Aqlan menarik keluar tangannya dari saku. Pemuda itu menggesekkan kedua telapak tangannya dan meniupnya. Mereka semakin ke dalam hutan dan hawa semakin dingin.

Mereka terus berjalan hingga menemukan sebuah jalan setapak kecil yang mengarah ke sebuah bangunan lama.

Aqlan menghentikan langkahnya. Airy menatap bentuk bangunan itu, mirip rumah sakit tapi lebih besar. Dindingnya terkelupas dan dirambati tanaman liar. Beberapa kaca jendelanya pecah dan cahaya lampu memancar keluar.

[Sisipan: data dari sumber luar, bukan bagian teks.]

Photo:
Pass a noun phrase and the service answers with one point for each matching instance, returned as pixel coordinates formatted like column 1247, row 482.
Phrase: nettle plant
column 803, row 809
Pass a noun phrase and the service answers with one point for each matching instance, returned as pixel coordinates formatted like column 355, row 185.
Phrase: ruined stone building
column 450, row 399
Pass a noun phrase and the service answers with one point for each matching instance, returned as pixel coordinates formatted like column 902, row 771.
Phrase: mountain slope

Tak ada suara selain bayangan orang yang berlalu-lalang di beberapa lantai.

“Itu pintunya. Ayo masuk,” kata Aqlan mendahului Airy.

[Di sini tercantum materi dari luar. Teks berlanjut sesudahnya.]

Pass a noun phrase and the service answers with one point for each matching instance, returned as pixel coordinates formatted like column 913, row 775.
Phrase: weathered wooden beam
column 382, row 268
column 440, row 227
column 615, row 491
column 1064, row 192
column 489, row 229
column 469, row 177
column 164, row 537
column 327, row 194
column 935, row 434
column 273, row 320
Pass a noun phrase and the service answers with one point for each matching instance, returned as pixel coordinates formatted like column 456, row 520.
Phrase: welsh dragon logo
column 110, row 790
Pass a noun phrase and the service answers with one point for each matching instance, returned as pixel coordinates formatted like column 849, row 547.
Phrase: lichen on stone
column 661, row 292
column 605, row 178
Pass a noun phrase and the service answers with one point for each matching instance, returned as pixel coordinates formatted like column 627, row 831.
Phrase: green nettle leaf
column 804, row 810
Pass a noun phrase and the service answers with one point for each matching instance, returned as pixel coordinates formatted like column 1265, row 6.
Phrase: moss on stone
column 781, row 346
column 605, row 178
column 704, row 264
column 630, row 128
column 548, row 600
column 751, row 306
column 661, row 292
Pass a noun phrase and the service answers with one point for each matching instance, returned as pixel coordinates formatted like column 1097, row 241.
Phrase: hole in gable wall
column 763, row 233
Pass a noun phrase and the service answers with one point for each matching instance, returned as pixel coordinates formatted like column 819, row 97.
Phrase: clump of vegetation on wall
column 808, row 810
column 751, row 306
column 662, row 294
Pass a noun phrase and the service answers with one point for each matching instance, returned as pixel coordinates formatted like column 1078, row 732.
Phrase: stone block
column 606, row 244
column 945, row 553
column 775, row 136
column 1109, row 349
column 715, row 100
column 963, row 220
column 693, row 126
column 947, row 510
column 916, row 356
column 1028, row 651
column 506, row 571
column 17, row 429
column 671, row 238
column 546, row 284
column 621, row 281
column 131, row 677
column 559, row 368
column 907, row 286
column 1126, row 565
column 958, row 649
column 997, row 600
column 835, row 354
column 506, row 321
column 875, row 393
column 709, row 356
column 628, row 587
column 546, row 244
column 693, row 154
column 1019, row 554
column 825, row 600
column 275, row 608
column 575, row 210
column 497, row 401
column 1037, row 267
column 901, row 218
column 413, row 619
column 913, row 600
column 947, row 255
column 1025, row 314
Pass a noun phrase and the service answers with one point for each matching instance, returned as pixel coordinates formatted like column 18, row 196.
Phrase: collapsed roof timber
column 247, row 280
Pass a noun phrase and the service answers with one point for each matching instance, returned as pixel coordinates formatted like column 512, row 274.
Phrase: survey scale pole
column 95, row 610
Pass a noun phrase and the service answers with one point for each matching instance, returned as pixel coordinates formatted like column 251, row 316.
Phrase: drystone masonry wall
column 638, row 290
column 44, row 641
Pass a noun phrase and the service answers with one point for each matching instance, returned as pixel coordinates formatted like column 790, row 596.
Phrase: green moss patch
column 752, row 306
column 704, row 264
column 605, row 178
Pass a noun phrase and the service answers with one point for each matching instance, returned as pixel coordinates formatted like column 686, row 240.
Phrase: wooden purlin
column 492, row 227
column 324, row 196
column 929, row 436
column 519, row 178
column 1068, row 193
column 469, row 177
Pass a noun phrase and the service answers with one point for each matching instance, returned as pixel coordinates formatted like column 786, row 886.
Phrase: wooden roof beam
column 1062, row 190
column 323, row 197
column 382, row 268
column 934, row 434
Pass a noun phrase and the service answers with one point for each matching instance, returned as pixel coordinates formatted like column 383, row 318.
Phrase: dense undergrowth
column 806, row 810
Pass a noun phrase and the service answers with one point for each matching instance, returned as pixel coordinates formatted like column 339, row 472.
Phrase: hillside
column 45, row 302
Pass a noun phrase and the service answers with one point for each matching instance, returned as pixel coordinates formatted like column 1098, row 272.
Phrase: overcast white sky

Aqlan memasuki pagar kecil yang mengelilingi bangunan itu. Sebuah papan nama bertuliskan ‘Potty House’ hampir tertutup seluruhnya oleh rumput liar.

Airy menatap sekeliling tempat itu. Perasaan khawatir dan takut tiba-tiba menyelimutinya.

Ini gila

Seumur hidupnya Airy belum pernah mengikuti pengobatan sampai ke tempat aneh itu. Apalagi, dia diajak oleh seorang pemuda yang baru dikenalnya dari instagram.

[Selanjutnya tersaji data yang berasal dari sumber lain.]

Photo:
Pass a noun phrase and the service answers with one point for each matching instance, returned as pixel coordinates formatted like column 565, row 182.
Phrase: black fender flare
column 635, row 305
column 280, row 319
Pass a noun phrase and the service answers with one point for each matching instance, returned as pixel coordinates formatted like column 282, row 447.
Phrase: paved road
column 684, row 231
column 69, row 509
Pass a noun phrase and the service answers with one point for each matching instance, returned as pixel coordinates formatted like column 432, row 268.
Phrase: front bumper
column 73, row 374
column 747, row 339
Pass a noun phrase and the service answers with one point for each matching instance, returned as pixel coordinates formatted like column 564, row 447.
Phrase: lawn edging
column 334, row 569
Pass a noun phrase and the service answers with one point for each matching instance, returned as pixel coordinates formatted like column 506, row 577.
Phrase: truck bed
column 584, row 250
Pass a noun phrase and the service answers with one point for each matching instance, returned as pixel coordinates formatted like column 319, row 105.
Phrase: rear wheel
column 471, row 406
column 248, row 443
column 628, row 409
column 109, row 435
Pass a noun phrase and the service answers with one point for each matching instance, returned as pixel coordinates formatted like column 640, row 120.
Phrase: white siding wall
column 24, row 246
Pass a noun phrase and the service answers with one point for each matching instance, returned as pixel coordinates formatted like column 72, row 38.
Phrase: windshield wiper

Airy kemudian mengikuti langkah Aqlan. Mereka kini berhadapan dengan sebuah pintu lebar yang nampak lapuk.

Aqlan mengetuk tiga kali, namun tak ada sahutan. Hanya terdengar derap langkah kaki di atas lantai kayu yang mendekati pintu dan membukanya.

Airy meremas totebagnya saat menatap wajah sosok yang keluar dari sana. Seorang pemuda berjas putih, rambut silver lebat, netra abu-abu pekat dan berkacamata. Airy bisa memasukkannya dalam kategori pemuda tampan.

“Aqlan Rogier, 18 tahun. Dan Airy Charlotte, 16 tahun,” kata Aqlan memperkenalkan diri. Pemuda silver itu mengangguk pelan dan menyuruh mereka mengikutinya masuk.

Pemandangan pertama yang didapati cukup menyeramkan. Ruangannya seperti rumah sakit pada umumnya, namun sangat suram dan…bau. Dindingnya lebih baik dari bagian luar, lantai yang terbuat dari kayu dan lampu redup menghiasi langit-langit. Mereka mendekati meja resepsionis, di sana ada seorang wanita paruh baya. Memakai jas putih dan rambut hitam kaku.

“Dua pasien baru. Catat namanya dan antar mereka ke ruangan,” pinta si pemuda silver. Wanita itu mengangguk dan mulai menulis. Aqlan kembali memperkenalkan diri.

Airy memandang punggung si pemuda silver yang melangkah pergi. Satu hal yang baru disadarinya, sepertinya Airy mengagumi si pemuda silver.

“Megalophobia dan ballistophobia. Kalian berdua silahkan ke lantai 3.”
Aqlan mengangguk kemudian berbalik ke arah Airy. Alisnya terangkat saat melihat Airy yang masih memandang si pemuda silver. Raut wajahnya seketika berubah datar.

“Kau tidak punya waktu untuk itu.”

Airy tersentak mendengar ucapan Aqlan. Dia beralih memandang Aqlan yang berjalan melewatinya. Kepalanya dipenuhi dengan tanda tanya. Nada bicara Aqlan terdengar berbeda. Meskipun baru bertemu, Airy menyadari perubahan sikap Aqlan.

Gadis itu memutuskan untuk menyusul Aqlan. Namun langkahnya terhenti kala wanita paruh baya itu memanggilnya.

“Tunggu!” katanya sedikit mencondongkan tubuhnya. “Lantai tiga adalah daerah rawan. Kalian harus berhati-hati.”

Airy menatap wanita itu dengan raut bertanya-tanya. Namun wanita itu hanya membalas dengan tatapan yang sulit diartikan. Airy akhirnya memilih menyusul Aqlan yang sudah menjauh.